Nardo looked like he’d stepped into an alternate universe where the flies were swatting the people.
A sharp clicking noise drew Gurney’s attention back to the bed. The old woman was tapping her red glass shoes together like Dorothy leaving Oz on her way home to Kansas. The gun-in-the-goose on Dermott’s lap was now pointed directly at Gurney. Dermott was making an effort—at least Gurney hoped it required an effort—to appear unfazed by the Kartch revelation. He articulated his words with a peculiar precision.
“Whatever game you’re playing, Detective, I’m the one who’s going to end it.”
Gurney, with all the undercover acting experience he could bring to the moment, tried to speak with the confidence of a man who had a concealed Uzi zeroed in on his enemy’s chest. “Before you make a threat,” he said softly, “be sure you understand the situation.”
“Situation?
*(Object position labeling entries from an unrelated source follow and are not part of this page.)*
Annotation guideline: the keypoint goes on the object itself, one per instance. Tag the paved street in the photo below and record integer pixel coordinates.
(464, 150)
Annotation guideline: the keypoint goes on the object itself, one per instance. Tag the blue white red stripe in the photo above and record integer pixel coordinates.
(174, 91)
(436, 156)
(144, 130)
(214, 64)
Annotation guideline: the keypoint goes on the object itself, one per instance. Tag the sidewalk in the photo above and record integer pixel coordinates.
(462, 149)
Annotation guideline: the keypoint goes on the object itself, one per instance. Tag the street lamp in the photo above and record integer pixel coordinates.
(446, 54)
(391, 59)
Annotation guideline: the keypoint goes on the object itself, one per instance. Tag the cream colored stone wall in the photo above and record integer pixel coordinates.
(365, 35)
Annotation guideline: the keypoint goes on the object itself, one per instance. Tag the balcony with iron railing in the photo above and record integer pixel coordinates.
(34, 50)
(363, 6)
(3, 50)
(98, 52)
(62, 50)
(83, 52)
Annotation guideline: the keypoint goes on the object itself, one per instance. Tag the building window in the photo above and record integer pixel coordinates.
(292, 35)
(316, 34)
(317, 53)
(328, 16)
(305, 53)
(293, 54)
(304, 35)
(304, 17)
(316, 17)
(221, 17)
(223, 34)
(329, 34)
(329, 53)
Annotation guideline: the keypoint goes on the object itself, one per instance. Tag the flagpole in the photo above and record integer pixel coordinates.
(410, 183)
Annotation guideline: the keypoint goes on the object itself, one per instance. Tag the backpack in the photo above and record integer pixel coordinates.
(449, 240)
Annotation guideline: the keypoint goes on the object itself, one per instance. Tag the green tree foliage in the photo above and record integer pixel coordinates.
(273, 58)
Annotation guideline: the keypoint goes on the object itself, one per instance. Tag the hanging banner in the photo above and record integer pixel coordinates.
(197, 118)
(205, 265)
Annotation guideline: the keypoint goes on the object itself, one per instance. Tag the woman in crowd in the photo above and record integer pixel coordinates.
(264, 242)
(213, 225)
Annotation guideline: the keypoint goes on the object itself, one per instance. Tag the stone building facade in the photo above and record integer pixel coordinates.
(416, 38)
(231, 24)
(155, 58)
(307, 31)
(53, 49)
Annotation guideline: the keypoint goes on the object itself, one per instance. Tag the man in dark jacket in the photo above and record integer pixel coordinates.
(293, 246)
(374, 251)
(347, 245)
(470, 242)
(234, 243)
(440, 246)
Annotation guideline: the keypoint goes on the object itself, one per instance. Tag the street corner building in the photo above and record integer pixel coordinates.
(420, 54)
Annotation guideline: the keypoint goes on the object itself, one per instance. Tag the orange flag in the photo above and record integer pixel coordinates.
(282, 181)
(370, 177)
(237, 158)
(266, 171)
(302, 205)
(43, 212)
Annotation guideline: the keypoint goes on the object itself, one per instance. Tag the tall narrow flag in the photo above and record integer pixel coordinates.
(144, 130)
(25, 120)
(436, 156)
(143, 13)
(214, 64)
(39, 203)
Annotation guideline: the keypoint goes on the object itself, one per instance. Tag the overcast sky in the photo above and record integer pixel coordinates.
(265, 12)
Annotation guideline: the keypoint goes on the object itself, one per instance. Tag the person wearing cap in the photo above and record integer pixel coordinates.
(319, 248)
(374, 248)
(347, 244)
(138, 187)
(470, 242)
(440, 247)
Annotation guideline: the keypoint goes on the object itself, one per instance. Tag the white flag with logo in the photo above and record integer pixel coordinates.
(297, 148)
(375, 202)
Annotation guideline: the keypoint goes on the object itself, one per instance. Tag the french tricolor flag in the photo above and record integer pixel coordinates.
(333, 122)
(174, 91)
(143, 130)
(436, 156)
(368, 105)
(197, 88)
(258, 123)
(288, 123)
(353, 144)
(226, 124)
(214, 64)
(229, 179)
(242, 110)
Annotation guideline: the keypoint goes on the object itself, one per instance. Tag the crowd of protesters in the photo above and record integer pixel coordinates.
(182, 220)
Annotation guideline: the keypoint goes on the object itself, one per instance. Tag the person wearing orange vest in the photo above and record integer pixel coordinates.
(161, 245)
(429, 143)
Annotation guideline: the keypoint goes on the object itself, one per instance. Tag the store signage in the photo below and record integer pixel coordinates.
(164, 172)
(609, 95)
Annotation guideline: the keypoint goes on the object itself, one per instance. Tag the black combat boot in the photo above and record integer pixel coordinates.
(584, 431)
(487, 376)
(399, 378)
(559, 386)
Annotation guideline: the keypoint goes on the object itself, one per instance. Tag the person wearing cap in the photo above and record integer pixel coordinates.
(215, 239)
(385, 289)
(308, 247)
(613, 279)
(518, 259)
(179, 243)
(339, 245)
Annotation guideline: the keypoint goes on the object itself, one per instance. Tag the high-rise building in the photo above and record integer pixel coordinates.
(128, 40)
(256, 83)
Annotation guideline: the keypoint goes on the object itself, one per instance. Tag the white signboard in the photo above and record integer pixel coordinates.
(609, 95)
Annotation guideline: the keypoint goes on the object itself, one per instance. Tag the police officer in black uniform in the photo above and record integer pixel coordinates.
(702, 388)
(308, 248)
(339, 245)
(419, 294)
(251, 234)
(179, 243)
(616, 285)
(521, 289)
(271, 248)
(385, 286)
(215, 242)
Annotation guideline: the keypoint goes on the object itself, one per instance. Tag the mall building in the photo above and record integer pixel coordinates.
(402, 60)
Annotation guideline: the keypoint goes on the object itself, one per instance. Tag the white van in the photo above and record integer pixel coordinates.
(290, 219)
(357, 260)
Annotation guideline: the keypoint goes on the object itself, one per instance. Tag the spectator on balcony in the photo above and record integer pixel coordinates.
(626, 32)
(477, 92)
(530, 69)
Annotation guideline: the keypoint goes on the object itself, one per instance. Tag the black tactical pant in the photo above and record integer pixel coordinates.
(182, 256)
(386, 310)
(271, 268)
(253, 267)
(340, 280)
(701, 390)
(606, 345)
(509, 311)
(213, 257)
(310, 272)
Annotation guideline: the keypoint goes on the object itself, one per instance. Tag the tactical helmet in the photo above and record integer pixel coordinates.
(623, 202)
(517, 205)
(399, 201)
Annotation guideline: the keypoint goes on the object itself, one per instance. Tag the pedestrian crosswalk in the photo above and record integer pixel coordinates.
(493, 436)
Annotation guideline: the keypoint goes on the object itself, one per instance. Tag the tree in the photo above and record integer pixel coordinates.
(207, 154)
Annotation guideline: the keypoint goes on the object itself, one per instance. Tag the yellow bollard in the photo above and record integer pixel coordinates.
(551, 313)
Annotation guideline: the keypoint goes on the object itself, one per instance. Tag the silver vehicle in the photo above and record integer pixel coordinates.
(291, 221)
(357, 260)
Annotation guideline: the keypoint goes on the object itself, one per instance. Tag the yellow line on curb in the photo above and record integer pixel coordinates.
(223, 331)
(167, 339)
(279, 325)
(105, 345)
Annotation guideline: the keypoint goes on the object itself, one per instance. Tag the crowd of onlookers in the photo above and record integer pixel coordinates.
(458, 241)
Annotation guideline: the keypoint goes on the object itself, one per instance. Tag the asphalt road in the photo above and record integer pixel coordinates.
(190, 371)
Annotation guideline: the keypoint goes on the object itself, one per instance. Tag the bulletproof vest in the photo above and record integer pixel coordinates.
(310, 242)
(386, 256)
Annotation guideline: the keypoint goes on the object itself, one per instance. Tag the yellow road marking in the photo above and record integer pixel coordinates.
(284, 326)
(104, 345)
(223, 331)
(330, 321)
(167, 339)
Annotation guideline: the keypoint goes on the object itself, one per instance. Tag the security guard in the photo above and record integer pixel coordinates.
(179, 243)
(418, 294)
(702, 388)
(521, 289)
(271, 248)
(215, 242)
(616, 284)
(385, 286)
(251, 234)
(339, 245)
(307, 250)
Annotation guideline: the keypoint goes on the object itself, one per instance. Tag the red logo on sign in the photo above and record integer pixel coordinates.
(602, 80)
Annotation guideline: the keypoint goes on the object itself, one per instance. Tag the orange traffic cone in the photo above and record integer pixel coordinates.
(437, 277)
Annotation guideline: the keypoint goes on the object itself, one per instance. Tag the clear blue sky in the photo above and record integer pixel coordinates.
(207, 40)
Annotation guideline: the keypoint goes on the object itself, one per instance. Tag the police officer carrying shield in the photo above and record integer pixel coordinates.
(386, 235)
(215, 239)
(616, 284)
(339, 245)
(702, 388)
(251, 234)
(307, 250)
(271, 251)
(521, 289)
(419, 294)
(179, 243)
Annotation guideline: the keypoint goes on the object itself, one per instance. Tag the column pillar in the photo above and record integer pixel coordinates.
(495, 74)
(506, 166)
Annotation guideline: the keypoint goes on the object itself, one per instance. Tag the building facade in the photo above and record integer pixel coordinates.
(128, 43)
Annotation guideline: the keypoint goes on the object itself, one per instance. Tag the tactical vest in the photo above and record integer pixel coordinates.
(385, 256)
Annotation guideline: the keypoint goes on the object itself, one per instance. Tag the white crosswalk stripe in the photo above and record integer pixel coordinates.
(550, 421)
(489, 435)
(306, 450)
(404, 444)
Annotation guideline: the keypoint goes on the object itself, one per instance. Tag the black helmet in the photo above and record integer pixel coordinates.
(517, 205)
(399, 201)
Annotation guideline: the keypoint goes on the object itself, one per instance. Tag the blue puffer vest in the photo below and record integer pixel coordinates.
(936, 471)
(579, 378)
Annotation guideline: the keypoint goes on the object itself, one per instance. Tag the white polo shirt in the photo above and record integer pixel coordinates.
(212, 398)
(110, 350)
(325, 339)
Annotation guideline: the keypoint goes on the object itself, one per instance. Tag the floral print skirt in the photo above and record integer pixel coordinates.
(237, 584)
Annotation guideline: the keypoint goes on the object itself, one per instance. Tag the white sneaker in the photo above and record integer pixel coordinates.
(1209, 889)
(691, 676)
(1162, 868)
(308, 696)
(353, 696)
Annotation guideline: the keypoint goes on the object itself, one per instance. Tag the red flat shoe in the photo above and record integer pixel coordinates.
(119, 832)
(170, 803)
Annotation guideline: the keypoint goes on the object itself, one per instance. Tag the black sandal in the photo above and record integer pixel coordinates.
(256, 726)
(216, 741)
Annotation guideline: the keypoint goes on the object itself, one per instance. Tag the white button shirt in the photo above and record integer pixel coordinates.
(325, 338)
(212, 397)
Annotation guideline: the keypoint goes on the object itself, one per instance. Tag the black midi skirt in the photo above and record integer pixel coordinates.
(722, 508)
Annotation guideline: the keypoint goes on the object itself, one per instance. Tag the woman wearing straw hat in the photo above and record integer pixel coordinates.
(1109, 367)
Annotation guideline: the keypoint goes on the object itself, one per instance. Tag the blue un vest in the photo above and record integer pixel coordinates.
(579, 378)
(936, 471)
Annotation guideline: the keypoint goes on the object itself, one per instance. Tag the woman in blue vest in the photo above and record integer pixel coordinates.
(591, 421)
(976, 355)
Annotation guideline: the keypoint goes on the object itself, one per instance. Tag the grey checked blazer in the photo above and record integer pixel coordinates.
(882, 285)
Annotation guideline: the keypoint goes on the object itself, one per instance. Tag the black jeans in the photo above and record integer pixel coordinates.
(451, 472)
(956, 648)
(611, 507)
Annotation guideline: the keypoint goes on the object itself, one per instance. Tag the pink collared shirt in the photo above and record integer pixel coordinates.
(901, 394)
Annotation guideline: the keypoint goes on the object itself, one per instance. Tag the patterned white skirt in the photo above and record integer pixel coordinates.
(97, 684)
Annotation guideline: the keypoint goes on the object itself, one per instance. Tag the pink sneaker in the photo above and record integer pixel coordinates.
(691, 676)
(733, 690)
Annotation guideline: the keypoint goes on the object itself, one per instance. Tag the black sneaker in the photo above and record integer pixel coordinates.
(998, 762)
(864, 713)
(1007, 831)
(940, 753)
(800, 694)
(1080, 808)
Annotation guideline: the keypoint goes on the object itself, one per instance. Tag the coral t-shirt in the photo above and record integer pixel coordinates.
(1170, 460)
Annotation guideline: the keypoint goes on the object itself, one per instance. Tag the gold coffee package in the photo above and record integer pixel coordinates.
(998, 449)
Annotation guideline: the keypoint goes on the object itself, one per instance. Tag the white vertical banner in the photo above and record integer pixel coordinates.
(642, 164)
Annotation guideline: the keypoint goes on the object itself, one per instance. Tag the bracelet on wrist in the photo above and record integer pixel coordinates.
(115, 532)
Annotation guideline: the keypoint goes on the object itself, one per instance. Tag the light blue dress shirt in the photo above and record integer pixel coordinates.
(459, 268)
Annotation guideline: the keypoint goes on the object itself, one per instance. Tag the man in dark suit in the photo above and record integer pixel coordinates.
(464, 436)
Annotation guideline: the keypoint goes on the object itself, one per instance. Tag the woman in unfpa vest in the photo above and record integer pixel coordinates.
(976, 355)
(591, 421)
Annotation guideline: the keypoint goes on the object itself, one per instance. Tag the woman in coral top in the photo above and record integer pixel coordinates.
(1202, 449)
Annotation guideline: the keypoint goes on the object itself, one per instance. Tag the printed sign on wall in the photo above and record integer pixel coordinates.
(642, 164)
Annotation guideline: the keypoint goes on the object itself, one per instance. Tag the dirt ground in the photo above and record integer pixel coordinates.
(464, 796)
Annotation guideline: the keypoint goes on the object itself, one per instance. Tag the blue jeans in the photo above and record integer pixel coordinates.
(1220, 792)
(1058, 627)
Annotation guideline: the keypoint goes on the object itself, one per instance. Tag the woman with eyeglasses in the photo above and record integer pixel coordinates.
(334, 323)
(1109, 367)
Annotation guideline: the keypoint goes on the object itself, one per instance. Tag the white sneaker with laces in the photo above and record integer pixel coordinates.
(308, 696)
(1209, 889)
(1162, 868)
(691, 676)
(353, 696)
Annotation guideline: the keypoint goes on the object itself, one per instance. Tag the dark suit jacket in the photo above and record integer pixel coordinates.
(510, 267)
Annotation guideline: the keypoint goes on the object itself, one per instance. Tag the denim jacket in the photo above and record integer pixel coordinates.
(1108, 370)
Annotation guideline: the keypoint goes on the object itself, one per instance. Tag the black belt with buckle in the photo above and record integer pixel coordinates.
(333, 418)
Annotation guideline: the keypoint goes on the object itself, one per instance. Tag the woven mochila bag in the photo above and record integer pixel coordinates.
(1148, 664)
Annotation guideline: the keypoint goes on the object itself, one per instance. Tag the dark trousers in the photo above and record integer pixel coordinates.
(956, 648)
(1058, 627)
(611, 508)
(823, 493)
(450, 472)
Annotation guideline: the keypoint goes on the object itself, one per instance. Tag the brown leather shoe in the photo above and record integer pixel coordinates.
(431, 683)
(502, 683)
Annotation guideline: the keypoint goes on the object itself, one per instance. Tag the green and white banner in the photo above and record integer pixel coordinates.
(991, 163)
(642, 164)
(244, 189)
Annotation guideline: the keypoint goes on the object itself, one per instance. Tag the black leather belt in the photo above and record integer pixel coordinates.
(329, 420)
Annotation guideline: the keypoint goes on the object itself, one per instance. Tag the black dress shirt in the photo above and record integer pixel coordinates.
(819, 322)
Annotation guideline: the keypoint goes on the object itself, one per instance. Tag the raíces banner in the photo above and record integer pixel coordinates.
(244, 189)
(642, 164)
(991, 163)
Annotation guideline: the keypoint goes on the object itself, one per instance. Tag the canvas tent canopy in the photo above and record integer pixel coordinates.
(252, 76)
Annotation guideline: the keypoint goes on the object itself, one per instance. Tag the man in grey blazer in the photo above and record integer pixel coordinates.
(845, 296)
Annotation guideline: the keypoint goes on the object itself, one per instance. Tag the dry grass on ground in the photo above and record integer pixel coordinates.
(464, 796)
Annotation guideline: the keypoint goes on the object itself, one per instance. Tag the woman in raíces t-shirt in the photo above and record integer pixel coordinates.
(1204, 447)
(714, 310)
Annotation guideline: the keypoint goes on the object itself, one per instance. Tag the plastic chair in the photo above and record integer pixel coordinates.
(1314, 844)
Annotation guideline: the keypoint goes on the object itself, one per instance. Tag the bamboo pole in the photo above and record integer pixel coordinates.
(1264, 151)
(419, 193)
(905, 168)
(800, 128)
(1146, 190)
I fire, you die. I fire again, he dies. The baboons come through the door, they die. That’s the situation.”
Gurney closed his eyes and leaned his head back against the wall, uttering a deep sigh. “Do you have any idea … any idea at all …?” he began, then shook his head wearily. “No. No, of course you don’t. How could you?”
“Any idea of what, Detective?” Dermott used the title with exaggerated sarcasm.
Gurney laughed. It was an unhinged sort of laugh, meant to raise new questions in Dermott’s mind, but actually energized by a rising tide of emotional chaos in himself.
“Guess how many men I’ve killed,” he whispered, glaring at Dermott with a wild intensity—praying that the man wouldn’t recognize the time-consuming purpose of his desperate ad-libbing, praying that the Wycherly cops would soon take note that Nardo was missing. Why the hell hadn’t they noticed already? Or had they? The glass shoes continued to click.
“Stupid cops kill people all the time,” said Dermott. “I couldn’t care less.”